Courses — AI FOR SCIENCE MASTERS

Mathematical Problem Solving (11-29 September 2023)

Naina Ralaivaosaona (Stellenbosch University)

In this course we shall consider a variety of elementary, but challenging, problems in different branches of pure mathematics. Investigations, comparisons of different methods of attack, literature searches, solutions and generalizations of the problems will arise in discussions in class. The objective is for students to learn, by example, different approaches to problem solving and research.

Introduction to Machine Learning (11-29 September 2023)

Claire David (AIMS South Africa)

This course introduces students to the key concepts of machine learning: linear regression, gradient descent, logistic regression, regularization, over/underfitting. The most common algorithms in supervised learning will be presented, from boosted decision trees to deep neural networks. Students will code from scratch the algorithms as well as the methods to assess the performance of their model (ROC, train/validation learning curve, bias/variance). They will learn how to improve their program through hyperparameter optimization and advanced techniques (momentum, scheduler). In unsupervised machine learning, the approaches of dimensionality reduction and clustering will be introduced and illustrated.

Applied Machine Learning at Scale (2-20 October 2023)

Ulrich Paquet (Google DeepMind, AIMS South Africa)

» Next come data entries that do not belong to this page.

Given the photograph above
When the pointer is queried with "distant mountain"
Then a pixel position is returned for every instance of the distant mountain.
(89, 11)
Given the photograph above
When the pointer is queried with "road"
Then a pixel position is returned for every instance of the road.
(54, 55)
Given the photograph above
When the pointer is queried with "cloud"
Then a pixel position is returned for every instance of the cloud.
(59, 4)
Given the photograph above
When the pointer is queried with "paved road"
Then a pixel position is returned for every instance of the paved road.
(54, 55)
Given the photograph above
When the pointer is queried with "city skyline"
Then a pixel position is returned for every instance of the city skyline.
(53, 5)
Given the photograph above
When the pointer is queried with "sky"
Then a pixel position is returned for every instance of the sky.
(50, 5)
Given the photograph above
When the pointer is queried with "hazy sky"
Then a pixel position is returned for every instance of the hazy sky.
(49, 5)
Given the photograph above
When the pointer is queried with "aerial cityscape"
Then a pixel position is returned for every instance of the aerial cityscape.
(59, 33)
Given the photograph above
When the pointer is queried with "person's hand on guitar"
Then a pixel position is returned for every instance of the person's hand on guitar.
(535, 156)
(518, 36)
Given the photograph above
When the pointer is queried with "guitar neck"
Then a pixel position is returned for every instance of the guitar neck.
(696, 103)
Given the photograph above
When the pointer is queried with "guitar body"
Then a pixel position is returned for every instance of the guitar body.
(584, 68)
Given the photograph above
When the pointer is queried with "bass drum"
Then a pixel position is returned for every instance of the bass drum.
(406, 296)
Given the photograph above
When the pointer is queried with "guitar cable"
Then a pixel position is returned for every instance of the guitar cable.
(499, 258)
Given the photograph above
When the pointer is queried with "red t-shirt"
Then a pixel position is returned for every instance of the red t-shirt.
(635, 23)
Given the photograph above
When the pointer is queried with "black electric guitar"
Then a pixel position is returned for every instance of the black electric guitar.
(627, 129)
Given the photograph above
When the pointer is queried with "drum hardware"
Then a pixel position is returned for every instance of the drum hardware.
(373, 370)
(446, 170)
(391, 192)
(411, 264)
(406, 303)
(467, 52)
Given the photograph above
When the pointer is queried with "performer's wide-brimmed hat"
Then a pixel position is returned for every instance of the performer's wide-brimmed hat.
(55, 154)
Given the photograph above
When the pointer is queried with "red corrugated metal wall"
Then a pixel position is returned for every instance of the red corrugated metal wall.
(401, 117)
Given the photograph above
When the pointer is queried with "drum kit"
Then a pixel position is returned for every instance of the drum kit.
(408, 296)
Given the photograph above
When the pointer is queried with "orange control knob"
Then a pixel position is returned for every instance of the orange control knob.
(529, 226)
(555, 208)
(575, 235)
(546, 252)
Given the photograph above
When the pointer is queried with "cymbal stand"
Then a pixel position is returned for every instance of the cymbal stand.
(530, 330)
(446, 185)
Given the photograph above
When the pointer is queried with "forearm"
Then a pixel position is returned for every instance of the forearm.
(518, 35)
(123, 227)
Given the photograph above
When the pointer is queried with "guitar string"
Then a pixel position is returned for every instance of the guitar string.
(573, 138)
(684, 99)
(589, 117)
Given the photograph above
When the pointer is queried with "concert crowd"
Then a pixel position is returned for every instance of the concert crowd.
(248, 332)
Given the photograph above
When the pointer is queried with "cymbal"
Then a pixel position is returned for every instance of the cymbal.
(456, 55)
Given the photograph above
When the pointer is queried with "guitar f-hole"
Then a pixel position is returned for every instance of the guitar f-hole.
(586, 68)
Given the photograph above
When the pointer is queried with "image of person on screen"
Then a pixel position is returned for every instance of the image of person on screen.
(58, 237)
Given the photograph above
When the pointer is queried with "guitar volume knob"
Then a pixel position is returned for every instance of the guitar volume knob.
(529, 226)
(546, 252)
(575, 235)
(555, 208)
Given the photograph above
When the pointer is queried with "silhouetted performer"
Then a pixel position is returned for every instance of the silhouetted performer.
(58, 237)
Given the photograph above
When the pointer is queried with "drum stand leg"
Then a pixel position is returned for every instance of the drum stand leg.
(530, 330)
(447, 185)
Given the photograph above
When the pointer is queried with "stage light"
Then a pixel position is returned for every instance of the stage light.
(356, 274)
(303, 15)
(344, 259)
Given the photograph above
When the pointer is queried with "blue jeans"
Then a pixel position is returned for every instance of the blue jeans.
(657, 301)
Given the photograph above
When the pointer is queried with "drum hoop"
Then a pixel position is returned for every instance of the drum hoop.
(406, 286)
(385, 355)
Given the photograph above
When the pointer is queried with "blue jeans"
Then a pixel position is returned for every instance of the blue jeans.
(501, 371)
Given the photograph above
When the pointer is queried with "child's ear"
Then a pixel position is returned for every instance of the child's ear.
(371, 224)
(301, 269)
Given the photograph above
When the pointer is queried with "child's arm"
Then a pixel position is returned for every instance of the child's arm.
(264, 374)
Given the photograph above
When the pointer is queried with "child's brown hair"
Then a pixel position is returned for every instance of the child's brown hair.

ML and AI drive the back-ends and front-ends of many large online companies, and are set to play a transformative role in the “internet of things”. This is a practical module that looks at how ML is applied to internet-scale systems. In this module, students will build their own recommender systems from scratch. Topics covered will include A/B testing, ranking, recommender systems, and the modelling of users and entities that they engage with online (like news stories).

Cloud and Functional Programming (2-20 October 2023)

William Dekou (Google) and Jeff Sanders (AIMS South Africa)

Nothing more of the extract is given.